The history of MDSs is that they were offered free of charge during the
early 1990s by a major pharmacy chain to nursing and residential care
homes in a successful attempt to win prescription business. Independent
pharmacy contractors, including me, fought back by offering the same
service plus 24 hour on-call etc— all, of course, free of charge.
Year after year we went off to local pharmaceutical committee conferences
demanding funding for this service we had all been happy to offer free
of charge but were now finding a bit of a burden. Surprisingly the Department
of Health never saw the reason to pay us when we were offering it free
of charge to patients. If we could not make money from it why did we
offer it?
In an attempt to grow the market, manufacturers started offering domiciliary
versions to “assist” patients with their medicines at home.
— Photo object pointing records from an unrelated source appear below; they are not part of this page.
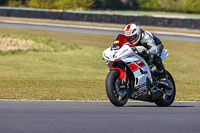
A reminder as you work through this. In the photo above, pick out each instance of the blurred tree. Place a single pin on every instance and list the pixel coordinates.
(149, 4)
(3, 2)
(47, 4)
(192, 6)
(74, 4)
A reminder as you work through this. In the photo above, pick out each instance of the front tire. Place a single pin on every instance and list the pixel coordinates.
(116, 96)
(166, 100)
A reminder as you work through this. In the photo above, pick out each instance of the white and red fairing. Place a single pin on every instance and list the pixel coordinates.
(123, 53)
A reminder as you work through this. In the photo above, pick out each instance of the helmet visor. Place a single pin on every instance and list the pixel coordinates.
(131, 38)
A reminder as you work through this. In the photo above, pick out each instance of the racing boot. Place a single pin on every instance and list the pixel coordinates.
(166, 83)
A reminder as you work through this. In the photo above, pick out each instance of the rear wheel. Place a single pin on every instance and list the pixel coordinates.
(117, 91)
(168, 96)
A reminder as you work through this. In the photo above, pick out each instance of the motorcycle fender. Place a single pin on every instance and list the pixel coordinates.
(122, 73)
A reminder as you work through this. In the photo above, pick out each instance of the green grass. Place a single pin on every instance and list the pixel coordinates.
(78, 72)
(105, 25)
(174, 14)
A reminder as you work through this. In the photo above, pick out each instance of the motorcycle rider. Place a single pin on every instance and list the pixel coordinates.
(148, 46)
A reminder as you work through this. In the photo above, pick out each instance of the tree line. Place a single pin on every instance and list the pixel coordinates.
(189, 6)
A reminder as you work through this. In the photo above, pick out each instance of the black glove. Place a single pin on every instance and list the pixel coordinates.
(135, 50)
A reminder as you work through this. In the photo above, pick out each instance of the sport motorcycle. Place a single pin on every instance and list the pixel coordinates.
(132, 77)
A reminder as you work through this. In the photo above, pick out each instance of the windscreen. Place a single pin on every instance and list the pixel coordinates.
(119, 42)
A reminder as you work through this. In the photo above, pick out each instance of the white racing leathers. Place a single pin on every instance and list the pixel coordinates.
(149, 43)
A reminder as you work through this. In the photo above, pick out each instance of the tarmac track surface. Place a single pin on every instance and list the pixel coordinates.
(97, 117)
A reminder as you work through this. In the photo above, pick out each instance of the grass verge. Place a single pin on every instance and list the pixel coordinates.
(78, 73)
(104, 25)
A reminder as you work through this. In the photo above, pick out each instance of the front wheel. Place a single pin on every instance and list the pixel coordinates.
(117, 91)
(168, 97)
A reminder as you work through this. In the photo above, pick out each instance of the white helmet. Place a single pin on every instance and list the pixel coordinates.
(132, 33)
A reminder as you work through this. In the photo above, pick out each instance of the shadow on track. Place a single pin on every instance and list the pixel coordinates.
(173, 106)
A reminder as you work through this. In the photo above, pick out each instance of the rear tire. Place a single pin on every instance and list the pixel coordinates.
(111, 90)
(167, 100)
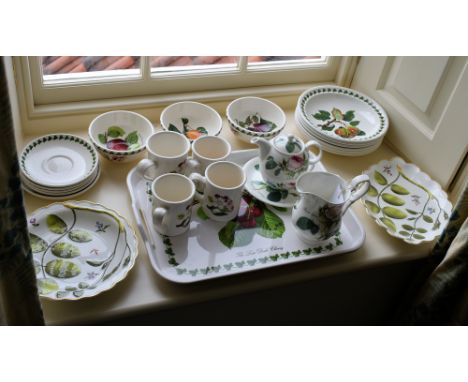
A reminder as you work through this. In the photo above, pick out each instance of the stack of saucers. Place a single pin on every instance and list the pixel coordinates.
(59, 166)
(344, 121)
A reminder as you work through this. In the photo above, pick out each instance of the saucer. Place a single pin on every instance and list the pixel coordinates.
(259, 189)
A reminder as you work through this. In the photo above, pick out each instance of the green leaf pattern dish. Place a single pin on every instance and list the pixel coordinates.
(80, 249)
(406, 201)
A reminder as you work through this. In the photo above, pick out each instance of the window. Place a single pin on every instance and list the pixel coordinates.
(72, 85)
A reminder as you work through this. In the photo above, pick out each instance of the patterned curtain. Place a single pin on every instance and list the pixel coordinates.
(443, 297)
(19, 301)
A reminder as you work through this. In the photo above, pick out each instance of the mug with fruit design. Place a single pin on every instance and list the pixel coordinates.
(167, 153)
(222, 188)
(285, 158)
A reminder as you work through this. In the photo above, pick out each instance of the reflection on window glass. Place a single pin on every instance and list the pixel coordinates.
(168, 63)
(80, 64)
(280, 59)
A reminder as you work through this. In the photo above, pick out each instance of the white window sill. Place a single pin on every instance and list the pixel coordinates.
(143, 290)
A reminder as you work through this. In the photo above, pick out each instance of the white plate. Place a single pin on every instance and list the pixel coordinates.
(65, 194)
(257, 187)
(200, 254)
(406, 201)
(340, 150)
(80, 249)
(351, 108)
(58, 160)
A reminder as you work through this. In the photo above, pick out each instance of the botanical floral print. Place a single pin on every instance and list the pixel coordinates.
(188, 131)
(118, 141)
(290, 167)
(257, 124)
(220, 205)
(343, 124)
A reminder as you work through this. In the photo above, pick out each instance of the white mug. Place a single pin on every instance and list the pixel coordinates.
(222, 188)
(173, 196)
(167, 153)
(206, 150)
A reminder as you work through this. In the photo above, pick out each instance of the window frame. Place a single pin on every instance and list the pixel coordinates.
(46, 108)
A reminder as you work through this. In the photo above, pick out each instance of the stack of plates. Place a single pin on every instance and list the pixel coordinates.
(344, 121)
(59, 166)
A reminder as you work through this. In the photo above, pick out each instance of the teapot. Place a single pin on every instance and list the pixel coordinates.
(323, 200)
(284, 158)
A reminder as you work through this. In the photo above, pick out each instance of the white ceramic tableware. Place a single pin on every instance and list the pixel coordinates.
(260, 237)
(120, 135)
(406, 201)
(172, 203)
(222, 188)
(207, 150)
(284, 158)
(258, 188)
(323, 200)
(167, 152)
(80, 249)
(58, 160)
(255, 117)
(192, 119)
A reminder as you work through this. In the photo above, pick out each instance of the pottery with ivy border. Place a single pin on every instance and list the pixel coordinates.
(285, 158)
(406, 201)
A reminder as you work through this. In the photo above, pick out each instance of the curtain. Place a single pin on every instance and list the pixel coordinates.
(19, 301)
(443, 297)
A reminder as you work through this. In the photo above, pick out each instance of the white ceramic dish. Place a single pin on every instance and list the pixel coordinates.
(406, 201)
(66, 194)
(270, 117)
(58, 160)
(80, 249)
(193, 119)
(343, 115)
(131, 128)
(272, 244)
(257, 187)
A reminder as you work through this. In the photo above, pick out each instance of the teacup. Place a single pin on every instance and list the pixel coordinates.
(324, 199)
(222, 188)
(207, 150)
(173, 196)
(167, 153)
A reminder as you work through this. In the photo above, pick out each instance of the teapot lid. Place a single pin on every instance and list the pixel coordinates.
(288, 144)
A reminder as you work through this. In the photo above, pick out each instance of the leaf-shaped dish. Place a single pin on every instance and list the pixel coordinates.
(80, 249)
(406, 201)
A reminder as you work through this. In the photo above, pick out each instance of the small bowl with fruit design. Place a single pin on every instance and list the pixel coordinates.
(120, 135)
(250, 117)
(192, 119)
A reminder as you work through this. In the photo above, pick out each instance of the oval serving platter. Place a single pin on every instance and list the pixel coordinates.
(406, 201)
(80, 249)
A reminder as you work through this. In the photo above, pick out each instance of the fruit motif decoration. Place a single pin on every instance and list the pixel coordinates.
(188, 131)
(343, 124)
(114, 139)
(256, 123)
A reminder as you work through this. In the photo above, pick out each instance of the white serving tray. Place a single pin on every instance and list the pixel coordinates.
(202, 253)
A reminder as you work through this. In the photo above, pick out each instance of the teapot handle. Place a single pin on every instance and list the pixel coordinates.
(359, 186)
(317, 157)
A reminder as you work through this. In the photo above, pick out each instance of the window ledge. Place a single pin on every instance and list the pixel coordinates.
(143, 290)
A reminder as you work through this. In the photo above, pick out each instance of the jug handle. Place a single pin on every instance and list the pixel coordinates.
(317, 157)
(359, 187)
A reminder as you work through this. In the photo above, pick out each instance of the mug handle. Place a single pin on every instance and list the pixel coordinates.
(317, 157)
(144, 165)
(200, 183)
(158, 216)
(192, 165)
(359, 186)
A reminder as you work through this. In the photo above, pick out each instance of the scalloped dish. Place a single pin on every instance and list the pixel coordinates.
(406, 201)
(80, 249)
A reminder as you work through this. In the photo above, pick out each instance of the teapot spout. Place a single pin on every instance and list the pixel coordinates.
(264, 146)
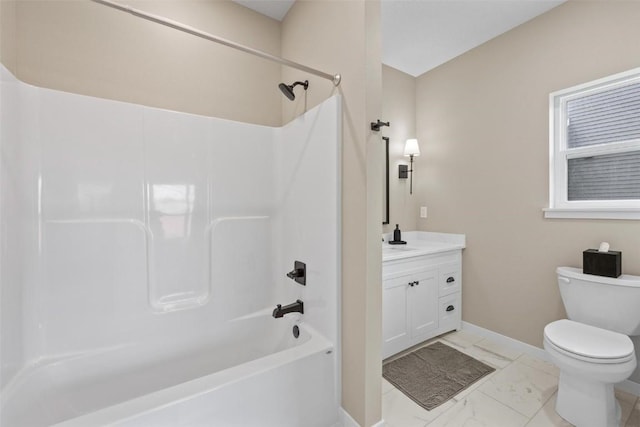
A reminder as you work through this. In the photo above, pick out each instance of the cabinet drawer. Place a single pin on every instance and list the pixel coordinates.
(450, 279)
(450, 312)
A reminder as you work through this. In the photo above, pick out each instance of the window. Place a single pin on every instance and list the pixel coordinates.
(595, 149)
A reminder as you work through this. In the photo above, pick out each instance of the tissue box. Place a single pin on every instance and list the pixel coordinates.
(607, 264)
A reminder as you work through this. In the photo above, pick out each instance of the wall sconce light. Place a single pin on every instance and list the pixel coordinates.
(411, 149)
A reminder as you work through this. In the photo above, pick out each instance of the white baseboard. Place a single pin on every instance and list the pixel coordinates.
(347, 421)
(627, 385)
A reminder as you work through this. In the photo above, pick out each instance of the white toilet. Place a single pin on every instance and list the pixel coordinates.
(593, 349)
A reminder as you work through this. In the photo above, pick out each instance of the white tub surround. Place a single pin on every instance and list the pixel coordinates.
(422, 288)
(149, 248)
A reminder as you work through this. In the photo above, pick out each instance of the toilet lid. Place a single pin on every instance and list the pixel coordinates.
(588, 341)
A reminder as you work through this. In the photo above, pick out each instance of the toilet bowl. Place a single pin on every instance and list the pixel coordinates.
(592, 348)
(591, 360)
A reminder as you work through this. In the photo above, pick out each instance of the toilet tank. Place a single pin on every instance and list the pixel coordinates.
(605, 302)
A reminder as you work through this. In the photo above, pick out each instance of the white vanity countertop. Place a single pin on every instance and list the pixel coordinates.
(421, 243)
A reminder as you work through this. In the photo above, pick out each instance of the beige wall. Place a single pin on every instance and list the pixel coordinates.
(8, 33)
(399, 108)
(482, 120)
(87, 48)
(344, 37)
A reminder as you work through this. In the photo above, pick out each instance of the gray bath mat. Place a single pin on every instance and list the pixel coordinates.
(434, 374)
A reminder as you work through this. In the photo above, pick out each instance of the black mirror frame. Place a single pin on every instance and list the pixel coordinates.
(385, 219)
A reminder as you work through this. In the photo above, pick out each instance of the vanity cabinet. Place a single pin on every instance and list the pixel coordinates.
(421, 298)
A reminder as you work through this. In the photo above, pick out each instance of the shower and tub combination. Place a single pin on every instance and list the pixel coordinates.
(144, 275)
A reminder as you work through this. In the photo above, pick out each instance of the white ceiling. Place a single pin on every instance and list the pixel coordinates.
(276, 9)
(419, 35)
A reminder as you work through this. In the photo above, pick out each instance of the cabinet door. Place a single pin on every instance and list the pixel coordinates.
(395, 329)
(423, 302)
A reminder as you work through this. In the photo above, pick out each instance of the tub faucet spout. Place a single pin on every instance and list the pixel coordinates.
(295, 307)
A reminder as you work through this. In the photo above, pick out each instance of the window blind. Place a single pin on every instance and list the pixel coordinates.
(609, 116)
(605, 177)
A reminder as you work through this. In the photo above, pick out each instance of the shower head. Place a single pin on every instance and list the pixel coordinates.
(287, 90)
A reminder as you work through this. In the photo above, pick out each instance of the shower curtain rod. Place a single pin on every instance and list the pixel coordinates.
(335, 78)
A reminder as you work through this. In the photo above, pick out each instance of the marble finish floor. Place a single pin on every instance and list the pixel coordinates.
(521, 392)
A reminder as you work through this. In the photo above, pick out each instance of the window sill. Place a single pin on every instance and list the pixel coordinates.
(592, 213)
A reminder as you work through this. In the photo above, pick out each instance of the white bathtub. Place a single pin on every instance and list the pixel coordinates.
(260, 376)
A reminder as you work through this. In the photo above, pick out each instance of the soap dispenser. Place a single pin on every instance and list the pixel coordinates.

Not surprisingly, carers, whether relatives or professionally trained
and employed by social services or privately, were keen to embrace this.
As in care homes the workload reduced and the responsibility was transferred
to the pharmacist.
Once we take a medicine out of its packaging and repack it in new packaging,
the liability for that medicine is transferred from the manufacturer
to us. Toni Orr spells out the scene in great detail: replicating the
dose accurately, checking records, ensuring that changes to medication
are noticed and prescriptions seamlessly reflect changes once a patient
has been in hospital. To this I would add that some larger pharmacy companies
do all their MDS work at a single site. This streamlines work but adds
a further link in the chain which cannot be justified on governance grounds.
Also one changed medicine means that MDS cassettes prepared in advance
must be discarded and new prescriptions for discarded but currently prescribed
medication must be obtained. Wasteful?
And why do we do this? What is the evidence base supporting this “valuable” intervention?
It is that social services and carers put us under pressure to do it.
I am unable to find any good quality evidence anywhere that these devices
are of any value to a slightly confused (or worse) patient. Am I alone
in believing that to be a good enough reason to ask for payment?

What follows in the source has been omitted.